The Pandemic Is Not Over: Concerns About a Speedy Return to Normalcy

Jack P. Carroll ’24

News Editor

During the fall semester, I expressed my concerns about the future spread of Covid-19 after Trinity’s case count reached 56 and the country slowly began its descent into a deadly winter that would claim over 95,000 lives in January alone. I am pleased to report that since the publication of that article, more than 20% of the population has been fully vaccinated against the virus and the Biden Administration has announced that every adult will be eligible for the vaccine by April 19.

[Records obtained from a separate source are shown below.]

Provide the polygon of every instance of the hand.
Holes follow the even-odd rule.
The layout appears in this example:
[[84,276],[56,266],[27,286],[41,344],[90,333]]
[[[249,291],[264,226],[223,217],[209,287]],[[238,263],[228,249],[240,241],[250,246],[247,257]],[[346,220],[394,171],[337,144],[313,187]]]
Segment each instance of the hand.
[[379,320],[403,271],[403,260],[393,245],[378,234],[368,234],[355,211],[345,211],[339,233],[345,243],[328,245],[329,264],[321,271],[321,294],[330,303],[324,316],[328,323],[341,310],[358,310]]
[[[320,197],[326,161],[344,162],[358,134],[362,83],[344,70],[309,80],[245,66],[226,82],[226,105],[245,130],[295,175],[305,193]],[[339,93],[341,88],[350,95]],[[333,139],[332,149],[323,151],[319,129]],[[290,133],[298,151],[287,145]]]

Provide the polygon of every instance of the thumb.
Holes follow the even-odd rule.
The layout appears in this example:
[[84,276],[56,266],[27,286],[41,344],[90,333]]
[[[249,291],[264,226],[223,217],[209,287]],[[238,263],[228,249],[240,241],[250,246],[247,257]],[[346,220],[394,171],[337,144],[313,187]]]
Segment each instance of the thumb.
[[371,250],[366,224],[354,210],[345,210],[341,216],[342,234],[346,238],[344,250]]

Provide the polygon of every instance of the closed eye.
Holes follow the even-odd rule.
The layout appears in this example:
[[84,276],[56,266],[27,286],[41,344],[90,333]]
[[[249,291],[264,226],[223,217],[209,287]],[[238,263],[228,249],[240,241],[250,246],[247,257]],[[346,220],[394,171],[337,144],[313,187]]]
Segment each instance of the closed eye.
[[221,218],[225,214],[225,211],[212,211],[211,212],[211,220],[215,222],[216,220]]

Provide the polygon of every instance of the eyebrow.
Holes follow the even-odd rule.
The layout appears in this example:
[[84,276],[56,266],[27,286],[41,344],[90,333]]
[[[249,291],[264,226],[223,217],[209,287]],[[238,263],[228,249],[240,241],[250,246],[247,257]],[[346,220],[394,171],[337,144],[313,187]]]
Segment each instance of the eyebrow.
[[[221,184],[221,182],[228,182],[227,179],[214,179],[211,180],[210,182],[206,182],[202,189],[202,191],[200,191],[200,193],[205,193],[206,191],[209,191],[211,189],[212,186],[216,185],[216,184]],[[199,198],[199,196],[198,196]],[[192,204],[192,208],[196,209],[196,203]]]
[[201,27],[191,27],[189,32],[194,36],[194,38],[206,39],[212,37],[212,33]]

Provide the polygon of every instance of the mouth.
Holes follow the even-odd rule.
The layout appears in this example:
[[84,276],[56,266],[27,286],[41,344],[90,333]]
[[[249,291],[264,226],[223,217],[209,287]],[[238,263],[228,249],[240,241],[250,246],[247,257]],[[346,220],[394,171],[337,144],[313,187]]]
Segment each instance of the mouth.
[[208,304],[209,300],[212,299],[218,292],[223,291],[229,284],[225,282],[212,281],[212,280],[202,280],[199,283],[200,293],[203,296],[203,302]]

However, the pandemic is not over.

While I was initially optimistic about the vaccine rollout, the recent surge in variants and the wave of relaxed public health protocols nationwide have since complicated my hopes for a post-pandemic world. These developments have the potential to reverse the extraordinary progress that our country has made, and further extend our time in a pandemic that has exhausted all aspects of our everyday lives.

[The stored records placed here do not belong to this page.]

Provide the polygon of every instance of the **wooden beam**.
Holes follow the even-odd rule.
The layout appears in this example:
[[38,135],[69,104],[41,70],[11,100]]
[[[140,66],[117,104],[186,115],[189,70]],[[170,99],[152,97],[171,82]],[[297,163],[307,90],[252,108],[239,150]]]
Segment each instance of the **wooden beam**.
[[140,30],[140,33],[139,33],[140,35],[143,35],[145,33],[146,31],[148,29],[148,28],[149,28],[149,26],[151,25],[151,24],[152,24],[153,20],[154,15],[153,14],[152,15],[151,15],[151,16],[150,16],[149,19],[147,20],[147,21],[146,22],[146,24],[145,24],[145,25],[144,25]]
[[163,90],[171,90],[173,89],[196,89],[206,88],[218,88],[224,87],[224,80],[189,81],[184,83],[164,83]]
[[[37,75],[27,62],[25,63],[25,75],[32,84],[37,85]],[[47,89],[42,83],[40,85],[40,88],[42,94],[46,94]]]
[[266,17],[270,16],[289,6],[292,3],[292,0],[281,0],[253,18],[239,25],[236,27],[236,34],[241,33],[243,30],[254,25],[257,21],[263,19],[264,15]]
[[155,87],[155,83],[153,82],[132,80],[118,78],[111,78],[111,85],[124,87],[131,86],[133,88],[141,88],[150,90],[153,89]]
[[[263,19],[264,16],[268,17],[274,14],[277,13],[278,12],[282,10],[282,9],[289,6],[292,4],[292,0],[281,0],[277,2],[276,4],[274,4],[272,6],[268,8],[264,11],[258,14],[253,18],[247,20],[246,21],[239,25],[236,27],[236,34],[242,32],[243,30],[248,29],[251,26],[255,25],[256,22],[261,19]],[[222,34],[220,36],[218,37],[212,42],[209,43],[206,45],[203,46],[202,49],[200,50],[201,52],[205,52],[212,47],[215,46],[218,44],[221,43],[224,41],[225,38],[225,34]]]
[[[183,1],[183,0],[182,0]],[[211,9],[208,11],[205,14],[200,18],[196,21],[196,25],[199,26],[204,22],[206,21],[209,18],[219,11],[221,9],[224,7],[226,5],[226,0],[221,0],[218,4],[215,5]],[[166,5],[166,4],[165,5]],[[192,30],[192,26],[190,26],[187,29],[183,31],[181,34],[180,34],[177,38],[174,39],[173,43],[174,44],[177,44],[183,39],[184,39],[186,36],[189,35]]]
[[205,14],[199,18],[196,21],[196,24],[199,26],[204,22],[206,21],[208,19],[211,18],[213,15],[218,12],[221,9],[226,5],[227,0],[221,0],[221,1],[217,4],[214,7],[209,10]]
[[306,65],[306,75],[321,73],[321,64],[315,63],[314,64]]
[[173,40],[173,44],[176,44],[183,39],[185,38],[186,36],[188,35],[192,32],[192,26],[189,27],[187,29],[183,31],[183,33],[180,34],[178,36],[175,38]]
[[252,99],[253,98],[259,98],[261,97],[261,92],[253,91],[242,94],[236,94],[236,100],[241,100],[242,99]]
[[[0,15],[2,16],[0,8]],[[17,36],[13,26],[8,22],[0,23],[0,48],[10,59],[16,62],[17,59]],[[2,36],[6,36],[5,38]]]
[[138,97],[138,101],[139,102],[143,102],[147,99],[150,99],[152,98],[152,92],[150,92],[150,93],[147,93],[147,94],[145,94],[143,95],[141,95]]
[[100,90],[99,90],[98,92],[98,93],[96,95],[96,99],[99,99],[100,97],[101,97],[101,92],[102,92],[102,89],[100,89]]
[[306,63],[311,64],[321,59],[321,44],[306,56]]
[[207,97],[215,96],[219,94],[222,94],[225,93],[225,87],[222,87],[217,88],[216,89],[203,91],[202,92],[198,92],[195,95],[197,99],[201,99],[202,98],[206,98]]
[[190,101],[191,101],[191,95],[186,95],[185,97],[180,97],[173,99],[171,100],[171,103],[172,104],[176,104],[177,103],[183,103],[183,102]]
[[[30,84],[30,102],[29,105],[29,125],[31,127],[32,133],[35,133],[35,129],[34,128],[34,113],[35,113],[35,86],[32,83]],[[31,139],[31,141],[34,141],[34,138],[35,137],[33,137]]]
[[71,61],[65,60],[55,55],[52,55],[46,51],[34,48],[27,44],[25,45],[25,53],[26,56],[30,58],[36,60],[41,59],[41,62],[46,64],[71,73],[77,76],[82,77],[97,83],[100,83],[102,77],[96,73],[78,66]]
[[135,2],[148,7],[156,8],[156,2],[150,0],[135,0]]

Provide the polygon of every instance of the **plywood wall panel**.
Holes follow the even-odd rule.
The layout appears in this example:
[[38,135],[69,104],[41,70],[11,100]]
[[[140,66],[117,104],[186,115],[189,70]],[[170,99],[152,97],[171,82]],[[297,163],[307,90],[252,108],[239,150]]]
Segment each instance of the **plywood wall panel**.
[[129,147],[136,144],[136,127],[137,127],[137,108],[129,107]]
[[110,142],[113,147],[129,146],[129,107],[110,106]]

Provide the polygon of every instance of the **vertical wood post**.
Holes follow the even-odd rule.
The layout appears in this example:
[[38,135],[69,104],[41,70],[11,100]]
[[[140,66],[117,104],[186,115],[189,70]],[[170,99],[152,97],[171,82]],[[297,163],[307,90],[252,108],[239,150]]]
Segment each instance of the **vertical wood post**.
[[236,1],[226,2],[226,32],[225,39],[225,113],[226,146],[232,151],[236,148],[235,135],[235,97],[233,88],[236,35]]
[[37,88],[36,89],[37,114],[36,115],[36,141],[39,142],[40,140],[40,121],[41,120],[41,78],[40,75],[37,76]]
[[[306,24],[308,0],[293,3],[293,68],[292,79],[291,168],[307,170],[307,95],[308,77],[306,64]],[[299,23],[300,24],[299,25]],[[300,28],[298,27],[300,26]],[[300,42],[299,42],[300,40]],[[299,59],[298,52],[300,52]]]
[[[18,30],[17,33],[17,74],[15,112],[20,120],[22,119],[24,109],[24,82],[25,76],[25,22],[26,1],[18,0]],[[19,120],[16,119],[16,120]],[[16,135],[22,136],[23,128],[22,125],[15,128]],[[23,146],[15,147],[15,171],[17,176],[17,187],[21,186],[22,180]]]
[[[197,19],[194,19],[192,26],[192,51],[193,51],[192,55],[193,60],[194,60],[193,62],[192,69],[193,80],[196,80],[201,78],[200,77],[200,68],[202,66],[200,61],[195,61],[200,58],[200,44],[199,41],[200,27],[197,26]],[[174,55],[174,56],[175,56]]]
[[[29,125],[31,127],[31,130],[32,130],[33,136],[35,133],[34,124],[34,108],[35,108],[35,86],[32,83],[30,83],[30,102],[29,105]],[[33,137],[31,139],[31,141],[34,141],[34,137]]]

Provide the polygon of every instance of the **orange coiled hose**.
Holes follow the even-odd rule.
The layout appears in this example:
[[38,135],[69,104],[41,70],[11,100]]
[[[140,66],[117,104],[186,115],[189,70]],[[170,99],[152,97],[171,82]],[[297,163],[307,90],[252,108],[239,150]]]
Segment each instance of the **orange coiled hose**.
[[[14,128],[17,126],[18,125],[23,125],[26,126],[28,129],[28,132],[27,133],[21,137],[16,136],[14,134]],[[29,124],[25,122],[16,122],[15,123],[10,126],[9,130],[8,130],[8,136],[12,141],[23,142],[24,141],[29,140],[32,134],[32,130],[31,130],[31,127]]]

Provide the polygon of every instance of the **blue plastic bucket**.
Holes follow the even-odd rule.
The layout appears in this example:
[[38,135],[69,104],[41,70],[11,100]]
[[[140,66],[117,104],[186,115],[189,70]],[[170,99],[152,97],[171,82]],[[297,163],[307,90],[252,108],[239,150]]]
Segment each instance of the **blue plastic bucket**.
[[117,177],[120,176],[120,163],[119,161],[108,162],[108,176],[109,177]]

Before discarding the masks, arranging plans with large groups of friends, and returning to a pre-pandemic state of mind, it is important to consider the serious implications that the variants and relaxed protocols could have on our country’s health and wellbeing.

Earlier this month, CNBC reported on an Isreali study which found that the South African strain of the coronavirus (B.1.351) is able to break through some of the protection of the Pfizer-BioNTech vaccine. While the sample size of the study was small and Professor Adi Stern noted that “more research is needed,” many have already anticipated the weakening impact that a variant outbreak could have on the vaccine.

When highlighting the importance of the vaccine rollout in a GatesNotes blog posting from March, co-founder of Microsoft Bill Gates–who predicted the worldwide spread of a highly infectious virus in a 2015 Ted Talk–wrote that “If we don’t get the vaccine out to every corner of the planet, we’ll have to live with the possibility that a much worse strain of the virus will emerge. We could even see a new variant emerge that evades existing vaccines altogether.”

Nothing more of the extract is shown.